Это означало, что я заигрался и дотянул до полночи! Вот от того бабушкиного вскрика: «За Москву загнал!» и возникало ощущение моего проступка и, неизбежного за сим, порицания, ежели не наказания. И до сегодняшнего дня меня бой кремлевских курантов заставляет неприятно вздрагивать…
В школе, с первого класса начали учить Гимн. Гимн положено было слушать стоя! А пионерам отдавать при звуках гимна пионерский салют.
«Сквозь годы (или грозы) сияло нам солнце свободы.
И Ленин великий нам путь озарил,
Нас вырастил Сталин, на верность народу
На труд и на подвиги нас вдохновил…»
Это было понятно. Сталина обожали! Когда 5 марта 1953 года он умер, страна сошла с ума… На нашей траурной школьной линейке, директриса от рыданий упала в обморок перед строем, утопающих в слезах, пионеров и учителей!
Когда я, путаясь в соплях, и обрыдав трехкилометровый путь, явился из школы домой, мама шила на машинке.
– Мама!

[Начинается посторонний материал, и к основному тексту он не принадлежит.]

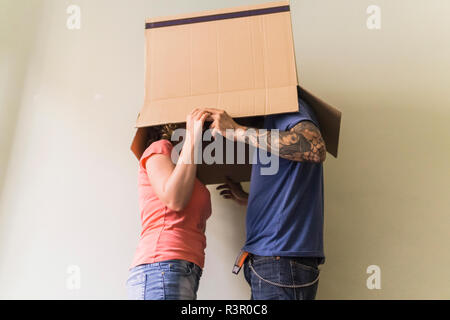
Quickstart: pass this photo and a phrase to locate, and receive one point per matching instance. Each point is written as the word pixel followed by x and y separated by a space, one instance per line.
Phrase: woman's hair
pixel 164 131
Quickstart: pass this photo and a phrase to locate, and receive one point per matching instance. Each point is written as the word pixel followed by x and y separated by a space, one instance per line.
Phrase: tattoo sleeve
pixel 303 143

Сталин умер!
– Я знаю, – сказала мама спокойно, не прерывая работы.
– Мама! Товарища Сталина больше нет! Что теперь с нами будет?

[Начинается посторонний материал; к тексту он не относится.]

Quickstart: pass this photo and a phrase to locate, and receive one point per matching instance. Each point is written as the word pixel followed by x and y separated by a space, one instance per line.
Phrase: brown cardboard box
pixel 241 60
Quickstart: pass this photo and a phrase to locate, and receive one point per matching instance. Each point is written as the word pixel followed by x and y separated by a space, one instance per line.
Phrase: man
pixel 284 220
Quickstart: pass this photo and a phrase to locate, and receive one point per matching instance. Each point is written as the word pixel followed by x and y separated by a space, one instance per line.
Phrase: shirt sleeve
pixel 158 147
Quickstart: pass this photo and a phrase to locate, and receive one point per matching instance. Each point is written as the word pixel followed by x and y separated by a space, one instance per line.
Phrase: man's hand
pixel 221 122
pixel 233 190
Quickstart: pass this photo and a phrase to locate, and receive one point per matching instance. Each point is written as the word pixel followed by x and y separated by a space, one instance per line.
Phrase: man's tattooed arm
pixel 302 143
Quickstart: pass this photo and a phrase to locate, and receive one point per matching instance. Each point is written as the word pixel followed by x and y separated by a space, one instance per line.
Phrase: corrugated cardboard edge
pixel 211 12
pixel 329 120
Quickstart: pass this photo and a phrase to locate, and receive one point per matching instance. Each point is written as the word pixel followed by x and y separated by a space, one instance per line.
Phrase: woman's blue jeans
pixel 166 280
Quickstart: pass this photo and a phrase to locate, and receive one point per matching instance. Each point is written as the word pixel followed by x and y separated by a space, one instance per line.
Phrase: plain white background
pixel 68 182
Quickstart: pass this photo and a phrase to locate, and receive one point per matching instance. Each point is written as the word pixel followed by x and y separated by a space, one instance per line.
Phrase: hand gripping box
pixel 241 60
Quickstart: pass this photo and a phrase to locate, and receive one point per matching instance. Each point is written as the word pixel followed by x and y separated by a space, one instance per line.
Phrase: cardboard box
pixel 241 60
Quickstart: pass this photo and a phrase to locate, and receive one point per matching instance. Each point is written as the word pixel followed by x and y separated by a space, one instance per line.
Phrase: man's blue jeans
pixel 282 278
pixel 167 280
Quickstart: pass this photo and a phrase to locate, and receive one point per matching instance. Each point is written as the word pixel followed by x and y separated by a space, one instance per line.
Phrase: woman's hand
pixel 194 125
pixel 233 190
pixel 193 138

– С нами, сынок, больше уже ничего не будет! – сказала мама, обкусывая нитку, и, разглядывая шов – ровный ли… – С нами уже все сделали!
И я успокоился! И потом, когда пошли хрущевские разоблачения культа личности и т.д. и т.п… я помнил не только мамино спокойствие, но и слова бабушки, когда наш сосед офицер явился окровавленный из давки на Московском вокзале, где обезумевшая от горя, толпа брала штурмом поезда, чтобы ехать хоронить великого вождя.
– Чего на покойника любоваться! Язычество какое-то!
И я ничему не удивлялся.
Моих сверстников, воспитанных в духе советского партийного патриотизма, жизнь отрезвляла по-разному, но рано и ли поздно на каждого выливался холодный душ реальности.
Известный артист Борис Хмельницкий, рассказывал о своем столкновении с действительностью такую историю:
– Отец – военный – начальник Дома офицеров. Оба родителя – отчаянные картежники-преферансисты. Причем, мама играла лучше папы. Играли, естественно, дома. А дом – это комната в коммуналке. В тот вечер играли с отцом, какой-то генерал- орденоносец, еще, вроде бы, местный прокурор и еще кто-то не то из партайгеноссе, не то военный старших чинов. Играли, естественно, всю ночь напролет…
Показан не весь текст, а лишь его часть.